En dépit de ses considérations politiques, l’ancien résistant se voit obligé de collaborer avec les autorités militaires locales. Plongé au cœur d’un conflit nourri d’embuscades et d’attentats aveugles, face à un adversaire insaisissable, le jeune homme découvre aussi un autre monde. Partagé entre sa sympathie « idéologique » pour l’action des Vietminhs luttant pour leur indépendance et le courage des Légionnaires dont il partage le quotidien, il est fasciné par la personnalité de ce pays autant que par l’audace de ses compagnons d’infortune. Il traverse les différents aspects d’un conflit ambigu et compliqué.
My-Linh, la compagne de son ami Italien Paco, ne tarde pas à choisir son camp, en se rangeant aux côtés de ses compatriotes. Au fur et à mesure que le conflit s’enlise chacun des protagonistes de cette chronique des derniers jours de l’Indochine sous l’autorité française voit ses repères et ses certitudes s’effacer.
Avec ce deuxième tome, les auteurs s’avancent un peu plus profondément au cœur d’un conflit encore entaché de zones d’ombre. En s’appuyant sur une documentation historique solide (par ailleurs validée par la Division communication et information de la Légion Étrangère), Cothias & Ordas nous dépeignent non seulement un épisode peu connu des événements, mais nous présentent leurs personnages au sein d’un contexte beaucoup plus complexe qu’il n’y paraît à première vue.

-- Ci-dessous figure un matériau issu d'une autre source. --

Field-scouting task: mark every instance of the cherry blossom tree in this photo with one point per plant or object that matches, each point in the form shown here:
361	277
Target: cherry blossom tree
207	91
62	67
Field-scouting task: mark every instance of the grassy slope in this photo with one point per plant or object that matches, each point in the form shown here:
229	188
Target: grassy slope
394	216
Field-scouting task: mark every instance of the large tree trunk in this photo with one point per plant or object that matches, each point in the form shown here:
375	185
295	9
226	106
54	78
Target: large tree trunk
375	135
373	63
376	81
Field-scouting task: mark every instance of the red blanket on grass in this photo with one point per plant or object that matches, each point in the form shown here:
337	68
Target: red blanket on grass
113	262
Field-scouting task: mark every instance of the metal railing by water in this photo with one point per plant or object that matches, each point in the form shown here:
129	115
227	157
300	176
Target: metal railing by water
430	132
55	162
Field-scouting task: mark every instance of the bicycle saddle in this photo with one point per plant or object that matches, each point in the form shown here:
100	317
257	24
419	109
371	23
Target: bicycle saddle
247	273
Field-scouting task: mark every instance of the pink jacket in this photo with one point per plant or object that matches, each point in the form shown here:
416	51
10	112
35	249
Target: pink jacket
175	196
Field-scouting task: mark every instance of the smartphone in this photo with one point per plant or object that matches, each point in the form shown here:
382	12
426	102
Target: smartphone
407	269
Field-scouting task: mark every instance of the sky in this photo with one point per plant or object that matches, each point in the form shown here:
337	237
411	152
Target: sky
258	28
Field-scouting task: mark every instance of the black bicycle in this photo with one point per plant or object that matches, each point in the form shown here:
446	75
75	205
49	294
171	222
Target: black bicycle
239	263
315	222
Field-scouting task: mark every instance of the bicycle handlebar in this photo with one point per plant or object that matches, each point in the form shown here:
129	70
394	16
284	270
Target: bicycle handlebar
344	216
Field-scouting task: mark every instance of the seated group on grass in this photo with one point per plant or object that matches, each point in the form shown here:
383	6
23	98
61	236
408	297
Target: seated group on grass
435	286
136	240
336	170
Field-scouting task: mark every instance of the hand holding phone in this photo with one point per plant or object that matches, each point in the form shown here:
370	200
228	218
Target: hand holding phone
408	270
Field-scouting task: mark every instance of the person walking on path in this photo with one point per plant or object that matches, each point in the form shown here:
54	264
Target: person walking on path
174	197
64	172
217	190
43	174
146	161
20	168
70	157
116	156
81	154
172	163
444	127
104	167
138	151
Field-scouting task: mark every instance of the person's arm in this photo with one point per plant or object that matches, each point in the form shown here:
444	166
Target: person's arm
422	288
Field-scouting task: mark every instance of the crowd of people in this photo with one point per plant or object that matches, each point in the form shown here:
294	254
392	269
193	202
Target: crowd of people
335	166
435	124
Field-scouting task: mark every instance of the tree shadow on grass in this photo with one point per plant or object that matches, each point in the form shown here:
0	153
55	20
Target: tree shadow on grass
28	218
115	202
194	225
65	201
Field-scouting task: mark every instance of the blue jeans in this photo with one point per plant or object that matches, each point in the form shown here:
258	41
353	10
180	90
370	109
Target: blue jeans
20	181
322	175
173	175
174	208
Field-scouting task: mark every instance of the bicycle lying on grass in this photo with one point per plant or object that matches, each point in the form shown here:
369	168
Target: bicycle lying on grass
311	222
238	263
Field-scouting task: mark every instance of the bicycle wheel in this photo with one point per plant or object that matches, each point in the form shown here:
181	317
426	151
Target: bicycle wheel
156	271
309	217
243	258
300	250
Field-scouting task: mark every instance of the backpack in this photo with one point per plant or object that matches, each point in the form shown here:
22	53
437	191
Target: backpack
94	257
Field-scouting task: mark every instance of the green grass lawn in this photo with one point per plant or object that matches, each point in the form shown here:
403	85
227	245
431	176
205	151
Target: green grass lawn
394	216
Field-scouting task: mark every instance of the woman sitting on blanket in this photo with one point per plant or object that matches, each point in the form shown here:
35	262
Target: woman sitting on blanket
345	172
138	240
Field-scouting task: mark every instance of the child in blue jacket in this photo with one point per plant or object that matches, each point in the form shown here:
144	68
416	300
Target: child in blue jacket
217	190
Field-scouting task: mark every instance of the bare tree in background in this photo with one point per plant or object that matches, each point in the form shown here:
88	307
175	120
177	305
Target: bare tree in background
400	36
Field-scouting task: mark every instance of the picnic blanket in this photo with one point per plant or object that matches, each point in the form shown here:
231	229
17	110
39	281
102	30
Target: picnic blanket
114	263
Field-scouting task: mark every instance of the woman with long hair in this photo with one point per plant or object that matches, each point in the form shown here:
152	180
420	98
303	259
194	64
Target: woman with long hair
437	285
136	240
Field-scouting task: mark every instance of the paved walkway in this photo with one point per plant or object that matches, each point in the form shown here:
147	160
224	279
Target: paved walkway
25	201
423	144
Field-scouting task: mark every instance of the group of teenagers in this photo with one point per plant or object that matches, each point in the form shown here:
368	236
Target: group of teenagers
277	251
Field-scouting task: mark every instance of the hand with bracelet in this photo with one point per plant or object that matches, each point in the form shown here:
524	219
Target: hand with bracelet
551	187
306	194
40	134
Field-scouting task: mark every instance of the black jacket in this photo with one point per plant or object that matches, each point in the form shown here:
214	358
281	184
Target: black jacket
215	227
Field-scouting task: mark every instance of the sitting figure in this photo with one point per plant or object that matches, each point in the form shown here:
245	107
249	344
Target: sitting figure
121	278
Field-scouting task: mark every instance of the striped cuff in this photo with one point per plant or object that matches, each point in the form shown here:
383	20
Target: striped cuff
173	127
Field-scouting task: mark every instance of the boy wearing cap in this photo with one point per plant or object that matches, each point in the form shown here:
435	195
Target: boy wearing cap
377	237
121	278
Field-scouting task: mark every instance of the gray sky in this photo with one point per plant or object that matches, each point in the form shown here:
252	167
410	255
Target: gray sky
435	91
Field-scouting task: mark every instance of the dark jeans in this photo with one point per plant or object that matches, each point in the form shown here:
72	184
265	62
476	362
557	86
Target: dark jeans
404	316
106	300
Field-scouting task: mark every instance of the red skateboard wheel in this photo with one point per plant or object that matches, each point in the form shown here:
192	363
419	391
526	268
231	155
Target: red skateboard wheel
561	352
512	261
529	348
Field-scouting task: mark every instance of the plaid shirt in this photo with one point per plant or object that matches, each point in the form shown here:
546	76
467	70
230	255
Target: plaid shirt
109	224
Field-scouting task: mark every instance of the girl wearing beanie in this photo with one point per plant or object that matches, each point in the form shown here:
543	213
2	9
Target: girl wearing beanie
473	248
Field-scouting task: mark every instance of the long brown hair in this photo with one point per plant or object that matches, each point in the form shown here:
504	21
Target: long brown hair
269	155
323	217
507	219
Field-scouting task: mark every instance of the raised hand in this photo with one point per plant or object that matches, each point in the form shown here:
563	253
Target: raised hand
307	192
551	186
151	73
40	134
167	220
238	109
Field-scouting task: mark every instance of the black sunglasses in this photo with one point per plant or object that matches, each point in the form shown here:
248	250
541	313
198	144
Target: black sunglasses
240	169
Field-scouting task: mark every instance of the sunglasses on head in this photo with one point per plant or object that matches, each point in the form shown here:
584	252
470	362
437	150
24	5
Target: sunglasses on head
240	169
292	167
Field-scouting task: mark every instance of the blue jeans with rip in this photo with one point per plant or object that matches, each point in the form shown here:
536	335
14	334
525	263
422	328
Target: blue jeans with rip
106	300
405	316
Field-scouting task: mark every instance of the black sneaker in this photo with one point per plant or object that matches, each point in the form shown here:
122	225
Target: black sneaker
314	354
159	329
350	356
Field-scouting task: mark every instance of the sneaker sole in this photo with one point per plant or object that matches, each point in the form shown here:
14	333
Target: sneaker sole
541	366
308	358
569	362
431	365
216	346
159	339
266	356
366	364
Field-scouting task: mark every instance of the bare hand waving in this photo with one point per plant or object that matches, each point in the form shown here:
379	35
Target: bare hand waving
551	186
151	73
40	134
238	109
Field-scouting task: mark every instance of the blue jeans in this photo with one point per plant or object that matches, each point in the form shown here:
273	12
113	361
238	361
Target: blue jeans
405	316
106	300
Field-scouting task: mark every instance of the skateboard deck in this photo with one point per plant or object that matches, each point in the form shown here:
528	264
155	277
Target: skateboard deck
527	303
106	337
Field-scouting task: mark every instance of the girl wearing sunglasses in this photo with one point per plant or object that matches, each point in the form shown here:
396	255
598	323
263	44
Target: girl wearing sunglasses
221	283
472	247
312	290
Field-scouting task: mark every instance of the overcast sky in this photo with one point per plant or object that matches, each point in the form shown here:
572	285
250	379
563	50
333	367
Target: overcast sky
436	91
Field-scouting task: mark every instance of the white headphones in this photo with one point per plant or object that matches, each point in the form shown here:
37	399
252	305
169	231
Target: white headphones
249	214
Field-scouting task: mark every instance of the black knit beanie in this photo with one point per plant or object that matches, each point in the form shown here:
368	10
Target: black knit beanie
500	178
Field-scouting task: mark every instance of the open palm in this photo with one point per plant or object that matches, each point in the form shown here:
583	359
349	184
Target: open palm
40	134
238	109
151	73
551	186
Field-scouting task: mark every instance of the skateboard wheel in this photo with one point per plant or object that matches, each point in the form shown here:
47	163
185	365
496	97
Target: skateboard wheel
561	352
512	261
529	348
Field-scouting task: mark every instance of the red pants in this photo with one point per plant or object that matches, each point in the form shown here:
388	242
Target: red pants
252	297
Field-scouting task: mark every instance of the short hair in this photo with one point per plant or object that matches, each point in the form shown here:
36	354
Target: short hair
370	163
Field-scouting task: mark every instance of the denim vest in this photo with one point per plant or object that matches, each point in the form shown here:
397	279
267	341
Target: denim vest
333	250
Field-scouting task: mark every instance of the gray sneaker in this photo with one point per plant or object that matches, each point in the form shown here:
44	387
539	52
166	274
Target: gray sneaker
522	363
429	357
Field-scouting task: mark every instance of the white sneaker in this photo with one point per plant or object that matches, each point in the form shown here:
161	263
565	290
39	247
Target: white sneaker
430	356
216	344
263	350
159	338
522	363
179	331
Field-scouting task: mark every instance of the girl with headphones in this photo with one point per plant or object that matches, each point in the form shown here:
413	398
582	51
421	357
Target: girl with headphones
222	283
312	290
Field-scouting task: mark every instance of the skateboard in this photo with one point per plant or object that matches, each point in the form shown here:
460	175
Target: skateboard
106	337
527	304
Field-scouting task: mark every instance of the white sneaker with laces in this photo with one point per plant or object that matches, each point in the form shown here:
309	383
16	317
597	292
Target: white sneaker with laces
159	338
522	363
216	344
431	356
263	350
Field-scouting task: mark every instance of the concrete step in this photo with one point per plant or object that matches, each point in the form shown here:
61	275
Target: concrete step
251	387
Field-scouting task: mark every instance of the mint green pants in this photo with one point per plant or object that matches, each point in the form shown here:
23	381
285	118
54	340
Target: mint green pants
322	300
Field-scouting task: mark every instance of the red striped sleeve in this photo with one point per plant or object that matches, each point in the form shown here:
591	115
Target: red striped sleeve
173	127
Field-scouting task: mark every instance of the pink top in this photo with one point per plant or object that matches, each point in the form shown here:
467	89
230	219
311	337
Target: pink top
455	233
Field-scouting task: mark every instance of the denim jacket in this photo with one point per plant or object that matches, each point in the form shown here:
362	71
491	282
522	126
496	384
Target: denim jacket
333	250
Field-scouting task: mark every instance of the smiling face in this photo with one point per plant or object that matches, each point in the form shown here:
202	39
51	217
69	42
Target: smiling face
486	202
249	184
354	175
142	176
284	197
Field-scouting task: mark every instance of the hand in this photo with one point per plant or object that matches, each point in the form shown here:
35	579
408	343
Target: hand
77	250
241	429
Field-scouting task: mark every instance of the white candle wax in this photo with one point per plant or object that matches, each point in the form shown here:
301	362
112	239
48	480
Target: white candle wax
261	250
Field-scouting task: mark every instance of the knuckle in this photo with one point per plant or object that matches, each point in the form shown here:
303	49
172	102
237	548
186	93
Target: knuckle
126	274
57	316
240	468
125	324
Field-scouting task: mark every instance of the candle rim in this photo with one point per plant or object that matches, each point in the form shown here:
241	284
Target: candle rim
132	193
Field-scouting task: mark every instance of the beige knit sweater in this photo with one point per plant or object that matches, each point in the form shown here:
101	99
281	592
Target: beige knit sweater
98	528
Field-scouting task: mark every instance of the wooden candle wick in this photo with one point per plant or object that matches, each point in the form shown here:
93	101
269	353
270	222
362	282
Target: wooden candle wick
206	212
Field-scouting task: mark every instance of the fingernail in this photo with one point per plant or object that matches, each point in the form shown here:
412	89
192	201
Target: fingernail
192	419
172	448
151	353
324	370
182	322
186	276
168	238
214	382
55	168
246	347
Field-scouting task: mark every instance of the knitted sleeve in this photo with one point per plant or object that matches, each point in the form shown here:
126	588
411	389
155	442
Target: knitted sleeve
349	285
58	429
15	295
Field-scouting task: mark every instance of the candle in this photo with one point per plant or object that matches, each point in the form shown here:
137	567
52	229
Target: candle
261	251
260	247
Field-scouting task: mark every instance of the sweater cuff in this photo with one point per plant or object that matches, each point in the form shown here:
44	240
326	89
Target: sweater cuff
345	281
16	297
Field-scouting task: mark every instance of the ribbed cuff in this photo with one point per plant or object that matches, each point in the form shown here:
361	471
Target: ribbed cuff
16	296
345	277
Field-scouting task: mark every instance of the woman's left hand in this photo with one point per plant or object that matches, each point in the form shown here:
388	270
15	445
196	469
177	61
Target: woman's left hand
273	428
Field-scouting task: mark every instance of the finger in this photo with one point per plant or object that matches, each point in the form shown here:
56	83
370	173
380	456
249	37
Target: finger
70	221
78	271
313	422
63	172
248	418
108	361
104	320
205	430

À l’image du héros, le lecteur est progressivement amené à s’éloigner des idées reçues et des clichés trop convenus. Tout comme pour l’Algérie, la guerre d’Indochine a souvent suscité des interprétations stéréotypées, attachées à une vision plus bipolaire qu’authentique de conflits restés longtemps sans nom ! Entre la complaisance vis à vis d’un colonialisme maladroit condamné à disparaitre et celle presque naïve, à priori bienveillante, envers des libérateurs qui s’avèreront les bourreaux zélés d’idéologues sanguinaires, l’action des militaires a bien souvent pâti de interprétations faciles.
Situant leur récit au niveau de destins individuels chamboulés dans leurs certitudes « d’après guerre »., les auteurs nous livrent une histoire attrayante, un mélange subtil entre saga historique et chronique d’itinéraire individuel.
Une fois de plus, la collaboration Patrick Cothias et Patrice Ordas sert habilement un propos solidement documenté et totalement crédible tandis que le graphisme de Winoc (peut-être trop « propre et soigné » pour coller aux ambiances moites et oppressantes des jungles indochinoises) parvient à rendre fluide et limpide ce récit. La mise en couleurs assurée par Nadine Voillat vient encore renforcer cette impression.
Notons qu’un bonus de huit pages sur la Légion Étrangère complète conclut cet album avec un apport documentaire inédit et digne d’intérêt.